14 Mayıs Seçimlerinin Devrimci İçeriği

14 Mayıs Seçimlerinin Devrimci İçeriği

Bu yazı yayınlandığı zaman seçimlere sayılı günler kalmış olacak. Ben yazıyı yazdığım sırada bazı ipuçları bu seçim sürecinin beklenmedik gelişmeler gebe olduğunu gösteriyor. Kanlı ve kirli bir doğum olacak mı, bilmiyoruz. Ama ihtimalleri görüyor ve herkesi bu ihtimallere karşı hazırlıklı olmaya çağırıyoruz. Belki siz bu yazıyı okurken olanlar olmuş olacak, belki de iktidar kaos yaratmayı göze alamayacak.
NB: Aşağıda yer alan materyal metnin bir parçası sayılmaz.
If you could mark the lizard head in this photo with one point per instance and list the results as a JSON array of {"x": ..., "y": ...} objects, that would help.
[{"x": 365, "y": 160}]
Devletin ciğerini bilen, onun içinden çıkıp ifşaatta bulunan ve kendilerine “suç örgütü lideri” denilen kişiler şu uyarıda bulunuyorlar: Seçimin yapılacağı 14 Mayıs gününe kadar sokağa çıkmayın, ama sandıklar açılıp oylar sayılmaya başladığı andan itibaren alanları doldurun. Tuhaf bir durum ve ironidir bu. Çünkü suç dünyasından ve suçlu devletin derinlerinden gelen bu insanlar, tıpkı birer “devrimci” gibi konuşmaktalar. Neredeyse Lenin’in “dün erkendi, yarın geç” diyerek ayaklanmanın tarihini saptadığı konuşmayı “orada dinlemiş” gibiler. Onlar böyle konuşurken devrimci bildiklerimizin seçim gününe kadar tek bir cephede toplanarak adaylarını tek listede oya sunmak yerine Yeşil Sol Parti’yle “rekabet” etmesini “seçim gecesine” dair ise tek kelime etmemesini nasıl yorumlamalı? “Parlamentarizmin ve legalizmin” etkisiyle mi açıklamalı? Okur buna kendisi karar versin.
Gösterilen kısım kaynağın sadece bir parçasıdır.